JOURNAL ARTICLE

Clitoral reconstruction after female genital mutilation/cutting: case studies

Jasmine Abdulcadir, Maria I Rodriguez, Patrick Petignat, Lale Say
Journal of Sexual Medicine 2015, 12 (1): 274-81
25421071

INTRODUCTION: Clitoral reconstruction following female genital mutilation/cutting (FGM/C) is a new surgical technique reported to be a feasible and effective strategy to reduce clitoral pain, improve sexual pleasure, and restore a vulvar appearance similar to uncircumcised women. However, data on safety, care offered, and evaluation of sexual and pain outcomes are still limited.

AIMS: This study aims to present the care offered and clinical outcomes of two women who received multidisciplinary care, including psychosexual treatment, with clitoral reconstruction. We report their long-term outcomes, and the histology of the removed periclitoral fibrosis.

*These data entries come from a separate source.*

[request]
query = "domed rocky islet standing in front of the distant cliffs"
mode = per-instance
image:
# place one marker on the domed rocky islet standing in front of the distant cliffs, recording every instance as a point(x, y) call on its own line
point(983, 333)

METHODS: We report the cases of two women with FGM/C types II and III who requested clitoral reconstruction for different reasons. One woman hoped to improve her chronic vulvar pain, as well as improve her sexual response. The other woman requested surgery due to a desire to reverse a procedure that was performed without her consent, and a wish to have a genital appearance similar to non infibulated women. They both underwent psychosexual evaluation and therapy and surgery. The histology of the periclitoral fibrosis removed during surgery was analyzed.

RESULTS: At 1-year postoperatively, the first woman reported complete disappearance of vulvar pain and improved sexual pleasure, including orgasm. Our second patient also described improved sexuality at 1-year follow-up (increased sexual desire, lubrication, vulvar pleasure, and sensitiveness), which she attributed to a better self body image and confidence. Both women reported feeling satisfied, happy, and more beautiful.

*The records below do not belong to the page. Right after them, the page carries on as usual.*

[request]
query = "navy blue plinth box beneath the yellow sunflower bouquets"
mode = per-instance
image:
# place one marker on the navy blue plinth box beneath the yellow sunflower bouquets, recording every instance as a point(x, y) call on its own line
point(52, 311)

CONCLUSION: We show a positive outcome in pain reduction and improved sexual function, self body image, and gender after psychosexual therapy and clitoral reconstruction. More evidence is needed about clitoral reconstruction to develop guidelines on best practices. Until research is conducted that rigorously evaluates clitoral reconstruction for its impact on pain and sexuality, we advise always offering a multidisciplinary care, including sexual therapy before and after the surgery.